Today, the big players are blowing imprecations in the air because their bubble has gone burst. The shitstorm of this spine-wracking era is hitting all like the locusts of Egypt. The disease called want and uncertainty is no longer an exclusive curse for the poor. It is the new aso ebi. And now, the celebrants of just two years ago are sulking, seeking more teary eyes to join in mourning the contraction of the big. You read everywhere now that even the big banks are groaning, telecoms giants are quaking. But, when the going was good, what good did they do to their customers? Did the banks not lure their unwary customers into signing documents with hidden clauses that threw the poor into greater misery? Did the poor man not change his phone numbers every month in search of that operator who would be honest enough not to steal from his little nothings?

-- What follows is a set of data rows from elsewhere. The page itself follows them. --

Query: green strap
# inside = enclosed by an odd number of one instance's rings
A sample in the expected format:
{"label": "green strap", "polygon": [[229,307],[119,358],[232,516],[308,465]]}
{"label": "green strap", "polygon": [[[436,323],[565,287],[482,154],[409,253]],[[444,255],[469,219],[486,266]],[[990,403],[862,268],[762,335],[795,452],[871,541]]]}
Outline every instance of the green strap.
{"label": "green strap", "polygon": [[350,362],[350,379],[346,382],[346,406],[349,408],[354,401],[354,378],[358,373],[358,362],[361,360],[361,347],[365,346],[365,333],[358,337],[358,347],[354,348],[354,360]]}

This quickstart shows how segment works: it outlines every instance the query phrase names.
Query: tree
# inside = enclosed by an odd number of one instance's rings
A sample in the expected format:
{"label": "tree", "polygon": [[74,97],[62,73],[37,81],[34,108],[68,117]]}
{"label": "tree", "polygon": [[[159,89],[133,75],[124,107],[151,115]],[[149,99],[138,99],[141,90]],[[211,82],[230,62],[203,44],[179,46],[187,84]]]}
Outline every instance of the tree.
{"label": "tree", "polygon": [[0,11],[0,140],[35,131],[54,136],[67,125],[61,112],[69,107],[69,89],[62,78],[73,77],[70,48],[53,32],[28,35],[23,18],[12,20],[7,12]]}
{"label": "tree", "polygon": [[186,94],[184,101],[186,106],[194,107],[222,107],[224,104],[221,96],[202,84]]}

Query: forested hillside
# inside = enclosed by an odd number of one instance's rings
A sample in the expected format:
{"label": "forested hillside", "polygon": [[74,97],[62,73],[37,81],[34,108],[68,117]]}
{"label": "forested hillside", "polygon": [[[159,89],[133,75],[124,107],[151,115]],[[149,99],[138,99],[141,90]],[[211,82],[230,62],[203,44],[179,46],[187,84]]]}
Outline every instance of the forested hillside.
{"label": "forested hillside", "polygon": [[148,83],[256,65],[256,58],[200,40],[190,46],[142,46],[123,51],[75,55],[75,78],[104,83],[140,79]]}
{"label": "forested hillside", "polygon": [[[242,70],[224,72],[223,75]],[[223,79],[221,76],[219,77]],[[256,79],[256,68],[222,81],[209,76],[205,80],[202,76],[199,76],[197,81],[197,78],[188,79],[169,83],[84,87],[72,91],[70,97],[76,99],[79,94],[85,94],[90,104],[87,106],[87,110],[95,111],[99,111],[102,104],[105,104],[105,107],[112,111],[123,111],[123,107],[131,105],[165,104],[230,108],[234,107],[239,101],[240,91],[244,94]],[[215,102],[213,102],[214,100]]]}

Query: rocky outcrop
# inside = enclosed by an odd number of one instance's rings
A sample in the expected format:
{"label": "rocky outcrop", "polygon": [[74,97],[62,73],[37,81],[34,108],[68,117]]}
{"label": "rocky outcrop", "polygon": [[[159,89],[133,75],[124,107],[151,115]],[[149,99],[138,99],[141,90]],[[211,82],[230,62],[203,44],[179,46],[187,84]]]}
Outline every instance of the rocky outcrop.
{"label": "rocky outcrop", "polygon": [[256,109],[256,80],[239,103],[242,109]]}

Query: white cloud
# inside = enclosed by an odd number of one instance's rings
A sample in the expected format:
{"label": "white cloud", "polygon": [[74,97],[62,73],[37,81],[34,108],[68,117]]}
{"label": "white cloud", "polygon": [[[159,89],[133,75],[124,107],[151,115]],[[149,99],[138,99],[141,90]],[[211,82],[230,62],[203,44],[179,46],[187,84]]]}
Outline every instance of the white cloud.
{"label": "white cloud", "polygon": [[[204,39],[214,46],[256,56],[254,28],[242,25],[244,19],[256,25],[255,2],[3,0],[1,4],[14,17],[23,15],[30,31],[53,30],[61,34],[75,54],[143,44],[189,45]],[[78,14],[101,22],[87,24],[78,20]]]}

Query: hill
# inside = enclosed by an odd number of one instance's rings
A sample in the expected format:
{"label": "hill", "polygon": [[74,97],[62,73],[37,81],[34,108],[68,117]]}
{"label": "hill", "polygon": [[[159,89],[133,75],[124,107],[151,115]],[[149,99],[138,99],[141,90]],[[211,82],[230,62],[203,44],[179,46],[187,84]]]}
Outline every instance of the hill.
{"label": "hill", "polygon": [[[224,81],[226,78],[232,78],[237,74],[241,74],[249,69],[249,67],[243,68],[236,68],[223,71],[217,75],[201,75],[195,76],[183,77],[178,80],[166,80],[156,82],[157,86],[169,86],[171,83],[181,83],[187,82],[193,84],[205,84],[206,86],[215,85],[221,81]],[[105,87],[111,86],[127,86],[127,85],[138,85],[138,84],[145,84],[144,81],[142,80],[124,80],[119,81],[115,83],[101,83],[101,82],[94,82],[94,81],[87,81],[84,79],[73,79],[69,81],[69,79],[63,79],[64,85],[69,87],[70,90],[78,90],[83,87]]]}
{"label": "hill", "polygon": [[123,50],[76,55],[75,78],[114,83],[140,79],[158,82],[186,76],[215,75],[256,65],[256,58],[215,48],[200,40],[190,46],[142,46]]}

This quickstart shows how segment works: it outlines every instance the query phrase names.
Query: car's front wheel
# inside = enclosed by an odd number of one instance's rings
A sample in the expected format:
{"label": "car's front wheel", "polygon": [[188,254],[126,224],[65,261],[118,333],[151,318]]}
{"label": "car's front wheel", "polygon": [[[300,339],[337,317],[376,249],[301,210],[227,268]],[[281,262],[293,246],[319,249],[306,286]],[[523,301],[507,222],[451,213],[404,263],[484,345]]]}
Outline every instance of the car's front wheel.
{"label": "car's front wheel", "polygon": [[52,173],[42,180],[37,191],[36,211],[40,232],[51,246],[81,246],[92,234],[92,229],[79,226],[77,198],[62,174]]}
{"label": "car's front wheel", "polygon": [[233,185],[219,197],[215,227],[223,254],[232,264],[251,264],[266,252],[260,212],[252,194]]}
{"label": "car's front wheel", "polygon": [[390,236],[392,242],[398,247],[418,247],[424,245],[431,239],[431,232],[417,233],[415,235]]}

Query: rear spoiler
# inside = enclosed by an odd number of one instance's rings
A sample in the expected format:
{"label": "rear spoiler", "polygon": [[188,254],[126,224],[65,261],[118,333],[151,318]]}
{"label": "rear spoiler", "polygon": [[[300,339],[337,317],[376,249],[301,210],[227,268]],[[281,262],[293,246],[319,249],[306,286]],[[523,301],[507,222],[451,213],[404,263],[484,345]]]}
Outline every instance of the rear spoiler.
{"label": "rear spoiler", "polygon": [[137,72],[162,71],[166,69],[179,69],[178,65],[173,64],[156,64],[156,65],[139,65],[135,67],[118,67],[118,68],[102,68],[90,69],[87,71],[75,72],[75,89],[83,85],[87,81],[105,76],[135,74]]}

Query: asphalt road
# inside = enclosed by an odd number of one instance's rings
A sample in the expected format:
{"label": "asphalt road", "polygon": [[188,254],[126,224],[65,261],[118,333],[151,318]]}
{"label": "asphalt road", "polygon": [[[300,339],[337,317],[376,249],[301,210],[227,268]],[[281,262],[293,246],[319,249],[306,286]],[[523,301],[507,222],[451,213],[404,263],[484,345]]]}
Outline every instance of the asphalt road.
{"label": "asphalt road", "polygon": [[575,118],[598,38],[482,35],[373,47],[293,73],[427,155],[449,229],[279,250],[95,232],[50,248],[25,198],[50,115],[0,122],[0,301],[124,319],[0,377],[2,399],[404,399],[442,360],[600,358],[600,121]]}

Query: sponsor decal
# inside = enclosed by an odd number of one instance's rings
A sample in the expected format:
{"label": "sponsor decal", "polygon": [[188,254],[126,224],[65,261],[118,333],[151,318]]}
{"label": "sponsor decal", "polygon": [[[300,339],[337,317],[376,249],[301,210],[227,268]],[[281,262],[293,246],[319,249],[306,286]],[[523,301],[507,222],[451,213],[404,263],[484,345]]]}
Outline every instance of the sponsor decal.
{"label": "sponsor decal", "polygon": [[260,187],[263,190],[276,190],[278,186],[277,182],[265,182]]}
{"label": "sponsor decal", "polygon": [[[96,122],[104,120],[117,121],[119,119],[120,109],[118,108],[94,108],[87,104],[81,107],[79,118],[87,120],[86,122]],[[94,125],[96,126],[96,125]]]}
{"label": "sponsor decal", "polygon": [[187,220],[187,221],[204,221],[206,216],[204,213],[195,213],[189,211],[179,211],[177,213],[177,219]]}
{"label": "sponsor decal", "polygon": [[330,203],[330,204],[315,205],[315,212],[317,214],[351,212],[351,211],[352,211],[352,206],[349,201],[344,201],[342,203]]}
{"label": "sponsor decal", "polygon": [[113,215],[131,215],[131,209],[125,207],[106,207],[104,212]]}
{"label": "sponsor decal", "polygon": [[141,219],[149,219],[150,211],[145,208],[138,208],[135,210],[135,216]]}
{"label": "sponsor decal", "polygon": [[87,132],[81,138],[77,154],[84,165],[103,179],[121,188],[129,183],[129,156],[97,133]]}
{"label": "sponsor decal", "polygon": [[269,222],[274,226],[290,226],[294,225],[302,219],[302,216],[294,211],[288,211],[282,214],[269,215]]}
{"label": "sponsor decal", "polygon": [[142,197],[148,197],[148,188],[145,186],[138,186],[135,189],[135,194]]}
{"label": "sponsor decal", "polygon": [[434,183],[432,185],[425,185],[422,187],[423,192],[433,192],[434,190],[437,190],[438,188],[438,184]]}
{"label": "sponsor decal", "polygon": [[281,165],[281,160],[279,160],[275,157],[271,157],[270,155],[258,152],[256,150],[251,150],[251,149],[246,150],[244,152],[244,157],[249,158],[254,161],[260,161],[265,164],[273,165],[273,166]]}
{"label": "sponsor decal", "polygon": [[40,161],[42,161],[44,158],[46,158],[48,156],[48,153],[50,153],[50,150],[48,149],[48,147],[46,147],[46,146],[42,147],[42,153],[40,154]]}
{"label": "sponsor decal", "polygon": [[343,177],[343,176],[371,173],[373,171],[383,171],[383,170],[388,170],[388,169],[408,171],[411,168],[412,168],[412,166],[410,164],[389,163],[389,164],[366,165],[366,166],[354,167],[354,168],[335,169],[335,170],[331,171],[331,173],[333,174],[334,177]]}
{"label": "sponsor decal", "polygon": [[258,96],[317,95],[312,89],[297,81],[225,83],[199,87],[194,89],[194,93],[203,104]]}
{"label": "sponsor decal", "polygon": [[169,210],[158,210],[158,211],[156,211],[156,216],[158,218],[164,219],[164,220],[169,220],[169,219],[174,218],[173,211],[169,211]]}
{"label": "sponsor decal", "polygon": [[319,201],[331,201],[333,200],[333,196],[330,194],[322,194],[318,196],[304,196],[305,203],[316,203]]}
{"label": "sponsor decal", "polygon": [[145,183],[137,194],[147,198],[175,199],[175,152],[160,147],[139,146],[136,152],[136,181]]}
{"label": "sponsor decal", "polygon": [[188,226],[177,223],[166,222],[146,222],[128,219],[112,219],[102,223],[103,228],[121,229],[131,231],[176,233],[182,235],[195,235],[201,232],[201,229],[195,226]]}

Rich men never like sharing anything with the poor. Not poverty, not riches, not death. Nothing. A 2009 piece in the New York quoted U.S. comedian and actor, Tom Papa shouting at rich men’s possible fatal coping strategy with that year’s recession: “How about these billionaires killing themselves? They lose their money and they kill themselves. How insulting is this?! They’d rather die than live like us.” The same newspaper reproduced a report in the Daily Intel where another comedian and actress, Rachael Harris, conceded that the acute recession of that year was “happening to everyone” big or small. She goes on to suggest that the way to live through it was to feign it was not serious. “When you make light of it, it takes the stress out of it. Like when somebody comes up and says ‘Hey, I’m so freaked out about getting fired that I’m gonna fire myself.’” Interesting. Do we take that advice now that it appears there is no sign that someone somewhere is working on a solution on our behalf? I would have suggested the comedy strategy. We can ask the big boys and girls of comedy in Lagos to sedate us with some silly, sweet jokes, but this economic load is carrier specific. It is yours and if you run away from it in the morning, you will come and pick it on your way back in the evening.
Yesterday, King Sunny Ade sang the sad tale of the husband who accompanies his wife to her lover’s bedroom “because they must eat.” There are sadder stories today of mothers selling the fruits of their own wombs “because of hunger.” And we can be frustrated, sad and angry at the mess we have made of our country. We can scoff at the unsteady hands of a leadership that wove this leaking basket of hope. But while we are angry at the lack of sorry from those whose greed and incompetence combined to make this land one of perpetual recession, can we notice that the response from the knowledgable lords of the land to this thing called recession is tax and more tax? You and I are to pay tax while they sit back once again, wining and dining over the loot wrenched from the poor. If you don’t understand what I am saying, just wait and see how much you pay soon as tax for reading this, for asking why I am writing this and for doing nothing about your state.